Longuement mûrie, superbement montée, la soirée du 9 mars 1868 est un triomphe. Un an après le Don Carlos français de Verdi d’après Schiller, cette nouvelle appropriation tombe sous le sens. Si bien que Thomas est cette année-là le premier musicien à être élevé à la dignité de commandeur de la Légion d’honneur.
À sa mort en 1896, Hamlet aura été joué 276 fois à l’Opéra, créé à Londres dès 1869 (avec un dénouement plus conforme à l’original), puis donné les décennies suivantes dans les principaux opéras européens, et rapidement dans les deux Amériques.
L’œuvre n’a pourtant atteint que 367 représentations dans la ville qui l’a vue naître et a quitté l’affiche en 1938 – Mignon en 1967. Alors que reprochait-on à Thomas, qui a fini par affecter la postérité de sa musique ?
D’aborder avec assurance, et dans le respect des règles, ce que Berlioz, Verdi et d’autres s’étaient approprié en s’inspirant des audaces de Shakespeare. « Il faut du courage pour être romantique, car il faut hasarder » disait Stendhal.

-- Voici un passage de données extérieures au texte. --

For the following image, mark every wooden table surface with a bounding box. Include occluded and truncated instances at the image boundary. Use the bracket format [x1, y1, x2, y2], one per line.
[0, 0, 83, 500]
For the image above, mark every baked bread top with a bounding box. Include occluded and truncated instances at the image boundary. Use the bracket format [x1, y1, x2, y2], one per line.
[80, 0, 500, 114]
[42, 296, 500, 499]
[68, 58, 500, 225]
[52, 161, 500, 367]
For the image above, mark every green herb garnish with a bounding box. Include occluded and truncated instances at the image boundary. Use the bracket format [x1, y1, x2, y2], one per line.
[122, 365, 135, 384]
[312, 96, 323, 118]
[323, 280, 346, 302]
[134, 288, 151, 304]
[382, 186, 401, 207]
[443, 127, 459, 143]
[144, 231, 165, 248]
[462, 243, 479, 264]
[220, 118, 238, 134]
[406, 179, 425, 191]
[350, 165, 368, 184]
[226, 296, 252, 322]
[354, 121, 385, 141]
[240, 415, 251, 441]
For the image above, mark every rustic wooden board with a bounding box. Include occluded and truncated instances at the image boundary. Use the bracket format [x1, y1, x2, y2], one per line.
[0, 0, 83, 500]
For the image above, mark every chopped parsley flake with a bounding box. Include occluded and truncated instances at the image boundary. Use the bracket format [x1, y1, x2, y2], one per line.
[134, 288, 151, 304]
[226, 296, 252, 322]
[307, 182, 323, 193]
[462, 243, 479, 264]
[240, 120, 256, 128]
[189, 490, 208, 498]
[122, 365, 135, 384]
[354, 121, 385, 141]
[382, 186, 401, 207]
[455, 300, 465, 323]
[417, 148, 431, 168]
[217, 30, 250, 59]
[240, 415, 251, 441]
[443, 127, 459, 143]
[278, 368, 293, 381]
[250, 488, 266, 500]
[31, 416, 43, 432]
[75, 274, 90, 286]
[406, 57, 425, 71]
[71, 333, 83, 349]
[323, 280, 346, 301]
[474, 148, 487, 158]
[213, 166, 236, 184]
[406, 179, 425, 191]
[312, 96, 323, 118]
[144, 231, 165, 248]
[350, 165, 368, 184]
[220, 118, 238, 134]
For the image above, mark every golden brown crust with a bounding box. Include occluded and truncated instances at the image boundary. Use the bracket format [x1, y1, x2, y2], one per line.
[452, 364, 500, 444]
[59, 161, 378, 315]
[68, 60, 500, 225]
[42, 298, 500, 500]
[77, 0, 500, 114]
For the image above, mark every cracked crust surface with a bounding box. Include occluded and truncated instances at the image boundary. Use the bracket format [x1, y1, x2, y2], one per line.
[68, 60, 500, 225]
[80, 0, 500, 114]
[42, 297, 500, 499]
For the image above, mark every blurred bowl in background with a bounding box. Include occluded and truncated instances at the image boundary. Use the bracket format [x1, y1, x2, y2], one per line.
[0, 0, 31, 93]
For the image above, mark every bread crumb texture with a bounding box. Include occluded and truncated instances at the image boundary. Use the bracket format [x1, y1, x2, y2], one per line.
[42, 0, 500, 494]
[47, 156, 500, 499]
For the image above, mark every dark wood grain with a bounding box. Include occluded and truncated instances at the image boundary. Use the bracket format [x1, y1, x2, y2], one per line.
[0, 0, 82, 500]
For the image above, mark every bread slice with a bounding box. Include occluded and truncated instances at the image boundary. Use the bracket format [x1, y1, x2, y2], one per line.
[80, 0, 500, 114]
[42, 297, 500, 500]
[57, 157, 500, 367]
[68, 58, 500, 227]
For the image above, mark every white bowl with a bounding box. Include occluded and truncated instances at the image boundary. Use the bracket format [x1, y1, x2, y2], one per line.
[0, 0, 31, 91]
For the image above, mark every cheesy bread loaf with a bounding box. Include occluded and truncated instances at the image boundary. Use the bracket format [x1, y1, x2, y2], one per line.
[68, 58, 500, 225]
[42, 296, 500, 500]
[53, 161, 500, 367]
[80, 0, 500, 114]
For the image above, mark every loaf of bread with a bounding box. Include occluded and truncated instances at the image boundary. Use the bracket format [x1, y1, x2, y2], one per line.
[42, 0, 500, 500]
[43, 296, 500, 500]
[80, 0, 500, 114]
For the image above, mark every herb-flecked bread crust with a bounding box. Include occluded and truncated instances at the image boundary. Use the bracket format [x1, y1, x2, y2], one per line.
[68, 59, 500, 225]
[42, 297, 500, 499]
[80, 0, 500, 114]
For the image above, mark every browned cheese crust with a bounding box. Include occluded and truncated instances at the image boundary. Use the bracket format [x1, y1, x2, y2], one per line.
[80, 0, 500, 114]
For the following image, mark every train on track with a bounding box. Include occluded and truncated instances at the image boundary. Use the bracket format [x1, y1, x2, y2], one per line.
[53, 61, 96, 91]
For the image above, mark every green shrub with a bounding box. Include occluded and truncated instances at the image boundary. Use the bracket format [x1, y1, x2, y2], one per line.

Artiste scrupuleux et respectueux du public, des institutions et des chanteurs, Thomas ne laissait rien au hasard. Équilibrés et poétiques, ses titres semblaient trop beaux pour être honnêtes, inspirant à Chabrier la terrible formule : « Il y a trois sortes de musique : la bonne, la mauvaise et celle d’Ambroise Thomas. »
Aujourd’hui Thomas illustre, comme Verdi, l’âge d’or de l’opéra en Europe : un art d’une haute culture, exigeant mais accessible, nourri de pratiques multiples, sachant aller à la rencontre des publics du monde entier.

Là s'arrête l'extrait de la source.